Using the Zeppelin Web Notebook
28-Jan-2022
The Zeppelin Web Notebook is a great way to create, copy, and share data science projects. The DSL Zeppelin Notebook is available by clicking on https://dsl.saintpeters.edu:8443. The Zeppelin Web Notebook has the following features:
- Available from the web (you must have a valid account on the DSL cluster)
- A Python 3.7.4 Interpreter
- A Spark 2.3.2 Interpreter
- A PySpark 2.3.2/3.74 interpreter
- A Shell (bash) interpreter
- A Hadoop Hive (SQL database) interpreter
The best way to learn about Zeppelin is to open a session (https://dsl.saintpeters.edu:8443) and take a look at the Notebook called Basic Tests (Python, PySpark, sh, and Hive)

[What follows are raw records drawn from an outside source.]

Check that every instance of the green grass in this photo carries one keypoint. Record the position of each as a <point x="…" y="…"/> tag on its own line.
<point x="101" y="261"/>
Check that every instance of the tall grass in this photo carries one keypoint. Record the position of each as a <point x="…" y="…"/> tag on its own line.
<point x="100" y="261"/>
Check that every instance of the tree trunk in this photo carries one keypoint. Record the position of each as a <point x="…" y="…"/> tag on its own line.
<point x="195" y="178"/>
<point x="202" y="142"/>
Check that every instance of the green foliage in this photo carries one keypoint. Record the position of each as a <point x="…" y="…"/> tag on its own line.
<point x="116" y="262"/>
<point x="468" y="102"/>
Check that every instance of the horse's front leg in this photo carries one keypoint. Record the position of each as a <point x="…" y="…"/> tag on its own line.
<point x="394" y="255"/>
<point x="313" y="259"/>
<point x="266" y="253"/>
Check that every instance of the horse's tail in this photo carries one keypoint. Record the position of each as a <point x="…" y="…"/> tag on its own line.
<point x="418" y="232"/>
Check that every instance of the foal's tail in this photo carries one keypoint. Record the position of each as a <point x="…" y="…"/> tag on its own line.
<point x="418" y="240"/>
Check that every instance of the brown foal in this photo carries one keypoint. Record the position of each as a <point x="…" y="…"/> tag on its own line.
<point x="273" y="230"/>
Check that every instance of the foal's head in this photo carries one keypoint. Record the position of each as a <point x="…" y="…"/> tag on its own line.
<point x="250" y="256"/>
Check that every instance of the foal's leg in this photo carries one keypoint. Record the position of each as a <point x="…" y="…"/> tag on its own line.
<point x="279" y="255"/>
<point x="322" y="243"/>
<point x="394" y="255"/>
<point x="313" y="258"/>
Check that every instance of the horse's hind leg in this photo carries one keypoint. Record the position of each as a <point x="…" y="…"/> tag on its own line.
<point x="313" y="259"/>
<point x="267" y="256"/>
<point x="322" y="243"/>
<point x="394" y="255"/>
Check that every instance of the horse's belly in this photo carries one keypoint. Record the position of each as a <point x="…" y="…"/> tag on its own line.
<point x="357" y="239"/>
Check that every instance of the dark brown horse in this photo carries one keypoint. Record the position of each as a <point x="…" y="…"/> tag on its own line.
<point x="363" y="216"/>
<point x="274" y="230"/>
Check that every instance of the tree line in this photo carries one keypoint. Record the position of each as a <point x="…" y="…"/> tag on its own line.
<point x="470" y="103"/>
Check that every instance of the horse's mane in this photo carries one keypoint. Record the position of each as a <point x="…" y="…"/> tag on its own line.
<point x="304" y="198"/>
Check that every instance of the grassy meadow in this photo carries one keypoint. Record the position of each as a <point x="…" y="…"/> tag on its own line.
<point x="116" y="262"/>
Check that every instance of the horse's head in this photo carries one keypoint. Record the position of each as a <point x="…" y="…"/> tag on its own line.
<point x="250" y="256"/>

Once you connect to Zeppelin you will see a web page that looks similar to the following (click to enlarge):
If you have a functional account, you can login (upper right corner) and explore the Zeppelin Notebook. Once you are logged in, your browser should look similar to the image below (the listed notebooks will be different).
Click on the Basic Tests (Python, PySpark, sh, and Hive) notebook, clone a copy of the notebook so that you can change it and you can try the paragraphs that illustrate the Zeppelin features.
For more information on using Zeppelin, see this page for Zeppelin Documentation
Please note: Users can control read and write access to their notebooks. Notebooks can be imported and exported and have multiple users.
R Studio
21-Jan-2022
To start R Studio on any of the lab machines enter the following into you browser
Note: RStudio is only available locally on each of the machines in the lab. There is no internet access to RStudio.
R Libraries
Because the number and variety of R libraries is quite vast, each user can install and manage the libraries they need by using the simple method described below.
Libraries will be installed in /home/YOUR_USER_NAME/R-libs
- Login to the cluster, cut and paste this command into terminal window:echo "R_LIBS_USER=${HOME}/R-libs" > ~/.Renviron
- When installing libraries, say “y” to the install a personal library. The path should be/home/YOUR_USER_NAME/R-libs 
In some case the newer development environment may be needed for libraries to build. Enter this command before starting R
scl enable devtoolset-6 bash
Use TensorFlow
Tensorflow is available as part of Anaconda Python. The easiest (and recommended) way to use Tensorflow with Python through the high level Keras library.
It is also possible to use low level Tensorflow directly.
Note: Python Keras and Tensorflow can be used on any workstation, Only three workstations have GPUs (limulus7-tf, limulus8-tf, limulus9-tf), however both Keras and Tensorflow will run without using a GPU (applications will run slower).